AI Companies Seeking AI-Produced Data for Recursive Training

admin July 20, 2023

0 2 minutes read

AI companies such as Microsoft, OpenAI, and Cohere seem to be doing everything in their power to find synthetic data to train their AI products. Given the limited availability of “organic” human-generated data on the World Wide Web, these companies aim to use AI-generated (synthetic) data in a kind of infinite loop. , training is done on data that has already been generated generatively.

“It would be great if we could get all the data we need from the web,” said Aidan Gomez, chief executive of $2 billion LLM startup Cohere. To the Financial Times. “In practice, the web is so noisy and messy that it can’t really represent the data we need. The web doesn’t do everything we need.”

There’s also the issue of cost, as human-generated data is “very expensive,” Gomez said. This has already led to the creation of several “synthetic data” companies, such as his Gretel.ai, which specializes in creating synthetic datasets to be sold for training purposes.

Data availability and provenance issues are one of the biggest limiting factors in the current AI era. Currently, training an AI network using synthetic data that has already been “chewed” and generated by the AI itself carries real risks. One problem is compounding imperfections in the base training data. If the original non-synthetic training dataset already suffers from bias, the same bias is included in subsequent training iterations, digested and amplified, increasing its relevance.

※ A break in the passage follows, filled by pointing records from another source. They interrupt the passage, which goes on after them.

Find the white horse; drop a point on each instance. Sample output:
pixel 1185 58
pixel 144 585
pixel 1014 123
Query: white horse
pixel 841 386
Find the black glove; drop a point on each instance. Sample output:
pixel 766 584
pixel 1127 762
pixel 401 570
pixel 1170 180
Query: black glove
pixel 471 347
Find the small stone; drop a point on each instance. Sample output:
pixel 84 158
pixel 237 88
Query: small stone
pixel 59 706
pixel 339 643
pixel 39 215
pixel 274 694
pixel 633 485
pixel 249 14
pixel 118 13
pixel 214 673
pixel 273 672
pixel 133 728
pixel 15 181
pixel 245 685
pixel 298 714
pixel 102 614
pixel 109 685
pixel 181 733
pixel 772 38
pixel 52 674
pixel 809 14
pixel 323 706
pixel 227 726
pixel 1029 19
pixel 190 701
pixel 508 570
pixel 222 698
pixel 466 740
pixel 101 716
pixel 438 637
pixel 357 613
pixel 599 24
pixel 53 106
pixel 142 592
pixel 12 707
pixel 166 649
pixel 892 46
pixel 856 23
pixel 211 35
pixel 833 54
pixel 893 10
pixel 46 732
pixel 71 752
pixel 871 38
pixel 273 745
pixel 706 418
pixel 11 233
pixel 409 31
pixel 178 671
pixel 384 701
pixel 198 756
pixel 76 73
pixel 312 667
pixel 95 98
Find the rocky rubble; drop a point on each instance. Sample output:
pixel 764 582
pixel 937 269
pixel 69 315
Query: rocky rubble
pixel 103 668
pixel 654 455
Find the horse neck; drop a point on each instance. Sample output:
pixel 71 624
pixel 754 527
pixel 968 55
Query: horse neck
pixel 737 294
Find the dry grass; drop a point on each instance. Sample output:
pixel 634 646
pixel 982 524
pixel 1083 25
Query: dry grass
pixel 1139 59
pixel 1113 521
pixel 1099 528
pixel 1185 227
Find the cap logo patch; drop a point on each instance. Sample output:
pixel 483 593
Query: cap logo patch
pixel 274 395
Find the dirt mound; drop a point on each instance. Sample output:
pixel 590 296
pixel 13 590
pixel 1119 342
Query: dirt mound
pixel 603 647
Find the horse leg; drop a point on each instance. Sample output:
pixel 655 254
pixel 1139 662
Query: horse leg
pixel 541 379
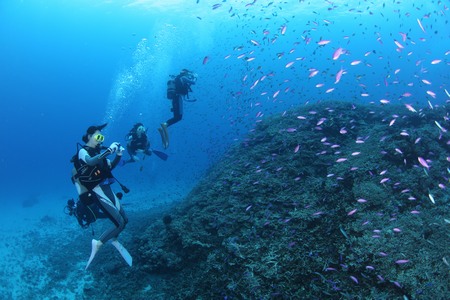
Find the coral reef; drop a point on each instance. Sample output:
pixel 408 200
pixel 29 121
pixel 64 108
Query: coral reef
pixel 326 201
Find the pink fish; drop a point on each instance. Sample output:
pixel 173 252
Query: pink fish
pixel 398 44
pixel 384 180
pixel 403 36
pixel 432 94
pixel 323 42
pixel 276 94
pixel 402 261
pixel 338 76
pixel 341 160
pixel 313 72
pixel 337 53
pixel 420 25
pixel 423 162
pixel 352 212
pixel 289 64
pixel 254 84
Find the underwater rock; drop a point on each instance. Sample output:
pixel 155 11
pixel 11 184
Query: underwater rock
pixel 327 201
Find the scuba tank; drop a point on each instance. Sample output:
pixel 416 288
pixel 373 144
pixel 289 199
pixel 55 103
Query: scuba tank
pixel 171 89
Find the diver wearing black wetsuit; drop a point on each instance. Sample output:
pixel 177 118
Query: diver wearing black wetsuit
pixel 178 89
pixel 137 142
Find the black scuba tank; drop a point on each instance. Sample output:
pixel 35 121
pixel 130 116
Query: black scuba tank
pixel 171 89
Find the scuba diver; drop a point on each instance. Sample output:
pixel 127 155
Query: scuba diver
pixel 178 88
pixel 93 178
pixel 138 143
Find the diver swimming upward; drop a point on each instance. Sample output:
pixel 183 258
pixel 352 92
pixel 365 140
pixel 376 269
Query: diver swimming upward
pixel 178 89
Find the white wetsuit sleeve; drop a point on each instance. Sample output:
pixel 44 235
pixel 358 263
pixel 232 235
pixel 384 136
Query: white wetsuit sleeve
pixel 92 161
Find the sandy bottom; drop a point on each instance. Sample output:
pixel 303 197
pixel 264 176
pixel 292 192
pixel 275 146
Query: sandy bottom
pixel 37 238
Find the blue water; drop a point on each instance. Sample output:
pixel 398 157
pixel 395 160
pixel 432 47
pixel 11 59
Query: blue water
pixel 66 65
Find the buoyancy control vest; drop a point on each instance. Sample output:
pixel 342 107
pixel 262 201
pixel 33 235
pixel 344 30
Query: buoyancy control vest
pixel 90 176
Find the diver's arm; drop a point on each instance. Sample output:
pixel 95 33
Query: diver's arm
pixel 116 161
pixel 94 160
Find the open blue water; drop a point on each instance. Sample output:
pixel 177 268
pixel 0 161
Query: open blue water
pixel 66 65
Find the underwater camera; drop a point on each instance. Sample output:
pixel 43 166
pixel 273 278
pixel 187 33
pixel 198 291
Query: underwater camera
pixel 70 208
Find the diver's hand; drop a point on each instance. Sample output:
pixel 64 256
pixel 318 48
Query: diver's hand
pixel 119 151
pixel 113 147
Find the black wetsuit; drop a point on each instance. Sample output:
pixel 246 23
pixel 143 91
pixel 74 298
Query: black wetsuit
pixel 105 198
pixel 138 143
pixel 182 88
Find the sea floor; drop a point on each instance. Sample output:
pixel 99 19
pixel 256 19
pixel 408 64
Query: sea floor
pixel 39 240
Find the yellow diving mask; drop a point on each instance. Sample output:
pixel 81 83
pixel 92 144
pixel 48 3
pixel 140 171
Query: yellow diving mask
pixel 99 137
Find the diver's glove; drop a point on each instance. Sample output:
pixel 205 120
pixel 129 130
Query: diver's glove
pixel 120 150
pixel 113 147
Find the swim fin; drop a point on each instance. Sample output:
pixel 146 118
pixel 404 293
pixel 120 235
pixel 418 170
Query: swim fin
pixel 95 247
pixel 166 135
pixel 124 252
pixel 163 137
pixel 160 154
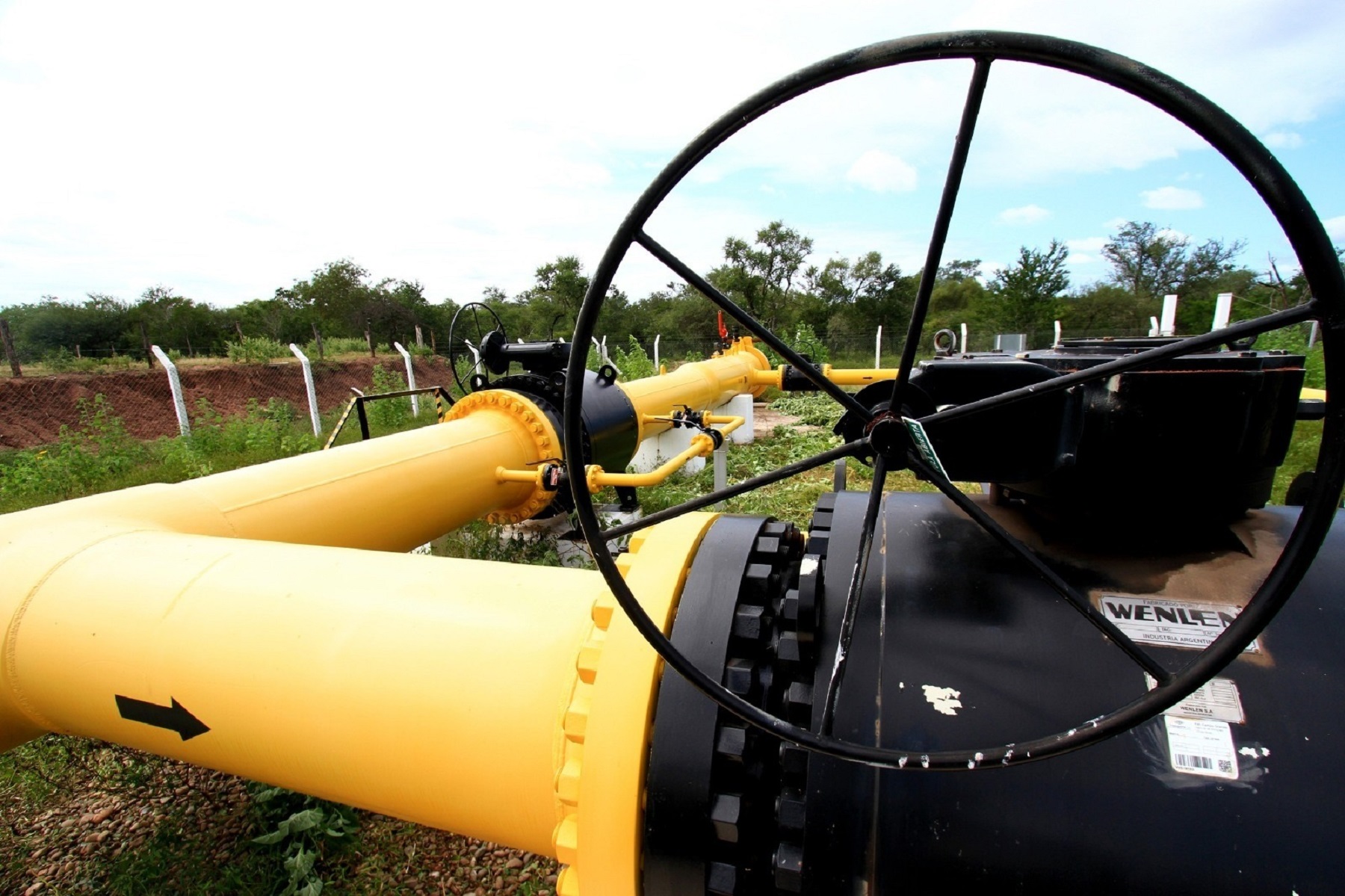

But another, perhaps more pervasive issue stems from a recently discovered limitation. After five training iterations on AI-generated synthetic data, the output quality degrades significantly. Whether this “MAD” state presents a soft or hard constraint on AI training seems like a central question to Microsoft’s and OpenAI’s intent to recursively train AI networks. However, much research is likely to be done in this area. For example, Microsoft Research found a short recursively generated story (meaning that the model was trained on a story generated by another model) and a coding AI trained on AI-generated documentation on Python programming. I published a paper on network. Validating the risk of data degradation in these and other larger size models (such as his Llama 2 with 70B parameters recently released as open source by Meta) is a predictable way to see how far (and how far) AI can go. Faster) will be the key to how the future evolves.

As AI-powered companies demand more data, it makes sense to try to recursively generate high-quality datasets. There are multiple ways to do this, but perhaps the most likely to succeed is to simply have two AI networks interact, one acting as a tutor and the other as a student. brought about by However, it will (and will always) require human intervention to cull low-quality data points and suppress “hallucinations” (untrue AI affirmations).

There are several obstacles on the way to the technocratic dream of self-evolving, self-learning AI. It’s a model that allows for internal discussion, internal discovery, and produces new knowledge that isn’t just combinatorial (which is, after all, one of the hallmarks of creative artifacts).

Of course, it should be borne in mind that not all dreams are pleasant. We are already struggling to deal with human-caused nightmares. I don’t know how much the machine “nightmare” will affect me.